Thursday 10 November 2011

Carmen Metropolitan Opera 1948


Metropolitan Opera House
February 7, 1948 Matinee Broadcast


CARMEN

Carmen..................Risë Stevens
Don José................Ramon Vinay
Micaela.................Nadine Conner
Escamillo...............Martial Singher
Frasquita...............Thelma Votipka
Mercédès................Lucielle Browning
Remendado...............Alessio De Paolis
Dancaïre................George Cehanovsky
Zuniga..................Philip Kinsman
Moralès.................Clifford Harvuot
Dance...................Aida Alvarez
Dance...................Leon Varkas

Conductor...............Wilfred Pelletier


Risë Stevens dominated the role of Carmen at the Met like no other soprano before her. The opera was broadcast twelve times between 1947 and 1960 and Stevens took the title role in eleven of those. Her dusky mezzo was ideally suited to the role of Carmen, and in the early 1950s she filmed some extracts for American television. This particular broadcast is almost complete, only missing the second half of act 4. The sound is average at best, being recorded off air, but it does give a good sense of what Stevens was like when heard live. Among the rest of the cast Vinay sang many heavy tenor roles (including Otello, Siegmund and Tristan) in the late '40s and early '50s and is a solid Don Jose. French baritone Martial Singher made a name for himself in the popular French operas at the Met, particularly as Valentin in Faust and the villans in Hoffmann. 

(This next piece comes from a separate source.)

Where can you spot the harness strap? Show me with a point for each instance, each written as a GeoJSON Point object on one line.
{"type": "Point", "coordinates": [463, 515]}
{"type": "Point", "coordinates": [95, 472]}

https://rapidshare.com/files/4169925870/1948Carmen.zip

Sunday 6 November 2011

Gotterdammerung Buenos Aires 1948

Götterdämmerung 

Teatro Colón, Buenos Aires 3 September 1948

Conductor Erich Kleiber

Brünnhilde - Kirsten Flagstad

Siegfried - Set Svanholm

Hagen - Ludwig Weber

Waltraute - Lydia Kinderman

Woglinde - Mafalda Rinaldi

Wellgunde - María Cherry

Floßhilde - Zaira Negroni


This can best be described as 'bleeding chunks' of Gotterdammerung. About an hour of this performance has been preserved, but the recording is patchy. We have extracts of the Dawn Duet, but often Svanholm is cut out; parts of the end of act 1; only three minutes of the vassal scene in act 2; parts of the opening of act 3; parts of Siegfried's death; but a complete immolation scene. Clearly whoever recorded it concentrated on Kirsten Flagstad who was gradually reappearing on the international stage after spending WWII in German-occupied Norway. Still unwelcome in America, in 1948 Flagstad appeared in some major European houses including Covent Garden, as well as singing both Brunnhilde and Tristan in Buenos Aires. This recording is important as it documents her first live immolation recording since the 1937 Covent Garden performances under Furtwangler. A few months before this trip she had recorded it for EMI of course, and that is widely available. In 1950 her complete ring would be recorded at La Scala under Furtwangler.